How to use LiteLLM for inference

Running inference

Send a chat completion request to the LiteLLM proxy using the OpenAI-compatible API:

curl -s https://litellm.safe.ai/v1/chat/completions \
  -H "Authorization: Bearer $LITELLM_API_KEY" \
  -H "Content-Type: application/json" \
  -d '{
    "model": "<model-name>",
    "messages": [
      {"role": "user", "content": "Say hello in one sentence."}
    ]
  }' | jq

Set LITELLM_API_KEY to your API key (it starts with sk), or replace $LITELLM_API_KEY with the key directly. Replace <model-name> with any model available on the proxy — you can list them with:

curl -s https://litellm.safe.ai/v1/models \
  -H "Authorization: Bearer $LITELLM_API_KEY" \
  | jq '.data[].id'

Checking your API budget

CAIS provides access to a shared LLM proxy at litellm.safe.ai. You can check your current budget and usage at any time using your API key.
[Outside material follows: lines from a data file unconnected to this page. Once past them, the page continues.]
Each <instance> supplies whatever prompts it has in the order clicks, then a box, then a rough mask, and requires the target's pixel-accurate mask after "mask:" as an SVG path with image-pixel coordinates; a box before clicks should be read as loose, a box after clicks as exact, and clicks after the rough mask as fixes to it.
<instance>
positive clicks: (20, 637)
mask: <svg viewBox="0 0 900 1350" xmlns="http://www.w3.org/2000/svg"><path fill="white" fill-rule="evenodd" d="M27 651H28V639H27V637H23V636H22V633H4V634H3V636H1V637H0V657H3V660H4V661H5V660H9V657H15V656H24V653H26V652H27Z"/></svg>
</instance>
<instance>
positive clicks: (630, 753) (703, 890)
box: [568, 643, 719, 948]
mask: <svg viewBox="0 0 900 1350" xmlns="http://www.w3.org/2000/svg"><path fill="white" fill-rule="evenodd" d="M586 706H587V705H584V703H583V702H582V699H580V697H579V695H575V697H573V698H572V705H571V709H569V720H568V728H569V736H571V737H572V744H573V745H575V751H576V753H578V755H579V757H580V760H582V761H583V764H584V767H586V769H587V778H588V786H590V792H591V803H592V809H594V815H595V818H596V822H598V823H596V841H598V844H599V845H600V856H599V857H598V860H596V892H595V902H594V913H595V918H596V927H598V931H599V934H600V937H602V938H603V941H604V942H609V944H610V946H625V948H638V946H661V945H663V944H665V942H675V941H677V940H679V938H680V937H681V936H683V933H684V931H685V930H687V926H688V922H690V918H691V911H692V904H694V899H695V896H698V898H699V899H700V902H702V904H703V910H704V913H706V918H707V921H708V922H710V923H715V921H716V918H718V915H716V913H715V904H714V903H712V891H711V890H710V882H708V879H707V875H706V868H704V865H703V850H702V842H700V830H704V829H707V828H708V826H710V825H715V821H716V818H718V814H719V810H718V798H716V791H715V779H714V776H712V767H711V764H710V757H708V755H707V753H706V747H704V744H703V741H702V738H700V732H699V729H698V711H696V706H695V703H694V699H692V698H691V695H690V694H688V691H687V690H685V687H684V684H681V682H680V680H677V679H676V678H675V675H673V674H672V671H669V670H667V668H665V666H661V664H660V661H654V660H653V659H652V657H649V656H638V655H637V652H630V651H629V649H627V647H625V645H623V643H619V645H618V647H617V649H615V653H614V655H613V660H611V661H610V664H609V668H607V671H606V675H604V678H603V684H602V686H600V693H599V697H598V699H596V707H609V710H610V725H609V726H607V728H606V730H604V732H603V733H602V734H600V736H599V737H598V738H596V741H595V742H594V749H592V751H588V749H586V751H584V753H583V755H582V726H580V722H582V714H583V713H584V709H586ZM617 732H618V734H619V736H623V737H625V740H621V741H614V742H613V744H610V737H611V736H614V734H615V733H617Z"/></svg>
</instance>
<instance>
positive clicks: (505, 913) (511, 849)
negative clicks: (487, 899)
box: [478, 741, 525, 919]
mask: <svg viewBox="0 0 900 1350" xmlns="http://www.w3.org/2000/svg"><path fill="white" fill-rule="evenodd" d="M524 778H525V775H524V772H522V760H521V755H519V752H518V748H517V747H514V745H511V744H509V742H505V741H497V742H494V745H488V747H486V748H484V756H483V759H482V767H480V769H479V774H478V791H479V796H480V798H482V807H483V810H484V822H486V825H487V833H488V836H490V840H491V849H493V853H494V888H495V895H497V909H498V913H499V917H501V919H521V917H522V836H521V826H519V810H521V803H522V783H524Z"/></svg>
curl -fsSL https://litellm.safe.ai/usage/self/budget \
  -H "Authorization: Bearer <your-api-key>" \
  | jq

Replace <your-api-key> with your API key (it starts with sk).

The response shows your current spend, budget limit, and reset period:

{
  "spend": 1.23,
  "max_budget": 50.0,
  "budget_duration": "monthly",
  "budget_reset_at": "2026-06-01T00:00:00Z"
}

Tip

If you don't have jq installed, you can omit it — the raw JSON will still be printed to your terminal.